Entre agosto de 2024 e julho de 2025, o Cerrado baiano registrou uma redução de 7% na área sob alertas de desmatamento, o equivalente a 733 km² a menos de vegetação nativa suprimida. Os dados são do sistema Deter, do Instituto Nacional de Pesquisas Espaciais (Inpe), e refletem o impacto das ações executadas pela Secretaria do Meio Ambiente (Sema) e pelo Instituto do Meio Ambiente e Recursos Hídricos (Inema) no combate à supressão ilegal de vegetação.
A Bahia, que abriga mais de 564 mil km² de território e três biomas sob pressão — Mata Atlântica, Caatinga e Cerrado —, tem apostado em tecnologia, monitoramento e fiscalização direcionada para preservar a cobertura vegetal.
Segundo o diretor de Fiscalização do Inema, Eduardo Topázio, o resultado é fruto de planejamento estratégico e integração institucional. “Reduzir o desmatamento significa preservar nascentes, manter o equilíbrio hídrico e garantir que a fauna e a flora típicas do Cerrado continuem desempenhando seu papel ecológico”, afirmou.
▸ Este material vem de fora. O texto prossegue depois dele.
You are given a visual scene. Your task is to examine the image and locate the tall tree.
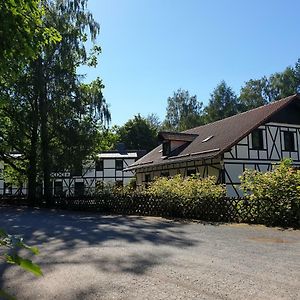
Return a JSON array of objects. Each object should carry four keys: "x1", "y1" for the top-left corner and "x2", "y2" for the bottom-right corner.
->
[
  {"x1": 162, "y1": 89, "x2": 203, "y2": 131},
  {"x1": 1, "y1": 0, "x2": 110, "y2": 202},
  {"x1": 239, "y1": 60, "x2": 300, "y2": 111},
  {"x1": 0, "y1": 0, "x2": 61, "y2": 80},
  {"x1": 204, "y1": 80, "x2": 238, "y2": 123}
]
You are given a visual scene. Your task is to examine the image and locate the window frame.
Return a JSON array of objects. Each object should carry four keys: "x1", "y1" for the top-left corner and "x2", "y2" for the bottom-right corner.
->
[
  {"x1": 162, "y1": 141, "x2": 171, "y2": 156},
  {"x1": 251, "y1": 128, "x2": 265, "y2": 150},
  {"x1": 283, "y1": 130, "x2": 297, "y2": 152},
  {"x1": 186, "y1": 168, "x2": 197, "y2": 177},
  {"x1": 95, "y1": 158, "x2": 104, "y2": 172},
  {"x1": 115, "y1": 159, "x2": 124, "y2": 171}
]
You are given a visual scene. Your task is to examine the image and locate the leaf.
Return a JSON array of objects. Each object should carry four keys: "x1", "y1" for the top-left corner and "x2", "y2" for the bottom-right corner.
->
[
  {"x1": 5, "y1": 254, "x2": 43, "y2": 276},
  {"x1": 0, "y1": 289, "x2": 16, "y2": 300}
]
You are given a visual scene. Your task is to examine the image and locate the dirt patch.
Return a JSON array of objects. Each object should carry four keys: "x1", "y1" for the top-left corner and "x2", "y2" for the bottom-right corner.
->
[{"x1": 249, "y1": 237, "x2": 294, "y2": 244}]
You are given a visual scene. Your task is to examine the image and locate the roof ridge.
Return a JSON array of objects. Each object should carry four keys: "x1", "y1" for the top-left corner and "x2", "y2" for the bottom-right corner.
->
[{"x1": 182, "y1": 94, "x2": 299, "y2": 133}]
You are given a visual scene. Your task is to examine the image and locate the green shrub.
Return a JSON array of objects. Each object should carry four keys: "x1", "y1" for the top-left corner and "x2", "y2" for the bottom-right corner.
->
[{"x1": 240, "y1": 159, "x2": 300, "y2": 225}]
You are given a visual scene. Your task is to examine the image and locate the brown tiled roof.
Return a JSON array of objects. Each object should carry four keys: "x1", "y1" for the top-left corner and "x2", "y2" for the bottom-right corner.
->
[{"x1": 128, "y1": 95, "x2": 300, "y2": 169}]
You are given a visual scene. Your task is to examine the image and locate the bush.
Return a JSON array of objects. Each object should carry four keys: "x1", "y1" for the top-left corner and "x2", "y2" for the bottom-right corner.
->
[
  {"x1": 147, "y1": 175, "x2": 225, "y2": 201},
  {"x1": 240, "y1": 159, "x2": 300, "y2": 225}
]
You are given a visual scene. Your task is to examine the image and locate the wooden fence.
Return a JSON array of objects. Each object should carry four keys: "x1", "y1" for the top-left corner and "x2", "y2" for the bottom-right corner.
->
[{"x1": 0, "y1": 194, "x2": 300, "y2": 228}]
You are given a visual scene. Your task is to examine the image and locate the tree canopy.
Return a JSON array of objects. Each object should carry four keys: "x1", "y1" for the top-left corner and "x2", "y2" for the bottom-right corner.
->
[
  {"x1": 204, "y1": 80, "x2": 238, "y2": 123},
  {"x1": 162, "y1": 89, "x2": 203, "y2": 131},
  {"x1": 117, "y1": 114, "x2": 157, "y2": 151},
  {"x1": 0, "y1": 0, "x2": 110, "y2": 201}
]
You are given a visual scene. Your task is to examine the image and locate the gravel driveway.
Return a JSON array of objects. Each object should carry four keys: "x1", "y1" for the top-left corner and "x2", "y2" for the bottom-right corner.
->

Entre as iniciativas que contribuíram para o resultado está o Pacto Pelo Cerrado, coordenado pela Sema e voltado para o combate ao desmatamento ilegal no oeste baiano. O projeto segue diretrizes do Plano de Ação para Prevenção e Controle do Desmatamento e das Queimadas no Bioma Cerrado (PPCerrado), do Governo Federal, atualmente em sua quarta fase, com duração prevista até 2027.